The U.S. Forest Service had to make a call about whether to put out a fire or to monitor it and let it burn out. In this case, they decided to monitor it, and the fire grew out of control.

Now, imagine an alternate universe where the Forest Service spent some of its scant resources on putting out this fire, and then another fire popped up somewhere else, and they didn’t have the resources to fight that one effectively, and it went out of control. The news coverage would, undoubtedly, be equally unkind.

Practitioners often must make risk trade-offs in the moment, when there is a high amount of uncertainty. What was the risk that the fire would grow out of control? How does it stack up against the risk of being short staffed if you send out firefighters to put out a small fire and a large one breaks out elsewhere?

Towards the middle of the piece, the article goes into some detail about the issue of limited resources.

[Agriculture Secretary Tom] Vilsack promised more federal aid and cooperation for California’s plight, acknowledging concerns about past practices while also stressing that, with dozens of fires burning across the West and months to go in a prolonged fire season, there are not enough resources to put them all out.

“Candidly I think it’s fair to say, over the generations, over the decades, we have tried to do this job on the cheap,” Vilsack said. “We’ve tried to get by, a little bit here, a little bit there, a little forest management over here, a little fire suppression over here.

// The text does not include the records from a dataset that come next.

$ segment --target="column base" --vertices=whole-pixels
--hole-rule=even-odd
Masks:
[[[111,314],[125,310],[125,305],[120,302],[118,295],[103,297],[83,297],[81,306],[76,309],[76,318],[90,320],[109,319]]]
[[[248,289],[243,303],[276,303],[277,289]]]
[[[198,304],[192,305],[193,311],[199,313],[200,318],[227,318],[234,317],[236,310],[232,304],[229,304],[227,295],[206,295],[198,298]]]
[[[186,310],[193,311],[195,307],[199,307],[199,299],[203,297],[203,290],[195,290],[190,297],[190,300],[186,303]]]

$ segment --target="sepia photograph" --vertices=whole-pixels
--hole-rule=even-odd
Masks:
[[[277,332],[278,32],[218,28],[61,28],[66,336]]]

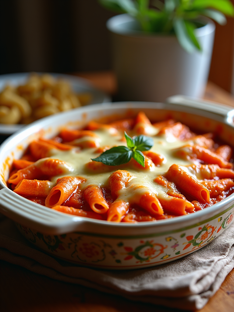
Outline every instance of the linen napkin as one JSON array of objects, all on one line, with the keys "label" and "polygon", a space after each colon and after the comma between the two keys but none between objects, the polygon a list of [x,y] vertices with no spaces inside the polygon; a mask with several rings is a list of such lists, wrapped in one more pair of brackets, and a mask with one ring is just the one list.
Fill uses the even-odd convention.
[{"label": "linen napkin", "polygon": [[30,244],[13,222],[0,220],[0,259],[51,278],[130,300],[183,310],[202,308],[234,267],[234,222],[209,244],[172,262],[114,271],[71,264]]}]

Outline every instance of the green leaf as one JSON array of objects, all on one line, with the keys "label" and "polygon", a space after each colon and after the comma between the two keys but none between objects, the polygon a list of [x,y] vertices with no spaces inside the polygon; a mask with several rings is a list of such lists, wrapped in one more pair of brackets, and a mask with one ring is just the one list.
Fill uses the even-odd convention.
[{"label": "green leaf", "polygon": [[178,41],[182,47],[189,53],[193,52],[196,48],[196,46],[188,33],[183,20],[181,18],[174,18],[173,26]]},{"label": "green leaf", "polygon": [[[166,0],[165,5],[166,6],[167,2],[171,2],[172,1],[173,1],[173,0],[169,0],[169,1],[168,0]],[[162,11],[164,9],[164,4],[161,1],[160,1],[160,0],[154,0],[153,1],[152,1],[151,4],[161,11]]]},{"label": "green leaf", "polygon": [[133,16],[137,13],[136,2],[131,0],[99,0],[99,1],[103,6],[111,11],[128,13]]},{"label": "green leaf", "polygon": [[176,3],[174,0],[165,0],[165,10],[168,12],[173,12],[176,8]]},{"label": "green leaf", "polygon": [[136,149],[138,150],[148,151],[154,145],[154,140],[152,138],[141,134],[134,139]]},{"label": "green leaf", "polygon": [[194,0],[192,7],[196,9],[212,8],[224,14],[234,16],[234,7],[230,0]]},{"label": "green leaf", "polygon": [[135,139],[129,136],[124,131],[124,135],[127,141],[127,145],[128,148],[131,149],[135,146]]},{"label": "green leaf", "polygon": [[203,15],[213,19],[221,25],[225,25],[227,22],[225,15],[221,12],[212,9],[207,9],[202,12]]},{"label": "green leaf", "polygon": [[144,155],[140,151],[137,150],[133,152],[132,155],[133,158],[141,165],[143,167],[145,166],[145,157]]},{"label": "green leaf", "polygon": [[139,135],[135,138],[129,136],[124,131],[128,147],[115,146],[102,153],[92,160],[99,161],[105,165],[118,166],[128,163],[133,158],[138,163],[144,167],[144,156],[141,151],[147,151],[154,145],[152,138],[145,135]]},{"label": "green leaf", "polygon": [[138,0],[139,11],[144,11],[149,6],[149,0]]},{"label": "green leaf", "polygon": [[194,30],[196,28],[195,25],[193,23],[188,22],[188,21],[185,21],[184,23],[186,26],[188,35],[189,36],[193,43],[198,50],[201,50],[200,45],[197,40],[197,38],[194,33]]},{"label": "green leaf", "polygon": [[126,146],[115,146],[106,151],[96,158],[91,158],[105,165],[117,166],[128,163],[132,158],[132,151]]}]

But the reality is this has caught up with us, which is why we have an extraordinary number of catastrophic fires and why we have to significantly beef up our capacity.”

Vilsack said that the bipartisan infrastructure bill working its way through Congress would provide some of those resources but that ultimately it would take “billions” of dollars and years of catch-up to create fire-resilient forests.

The U.S. Forest Service’s policy on allowing unplanned wildfires to burn differs from the California Department of Forestry and Fire Protection, and I’m not a domain expert, so I don’t have an informed opinion. But this isn’t just a story about policy, it’s a story about saturation. It’s also about what’s allowed (and not allowed) to count as a cause.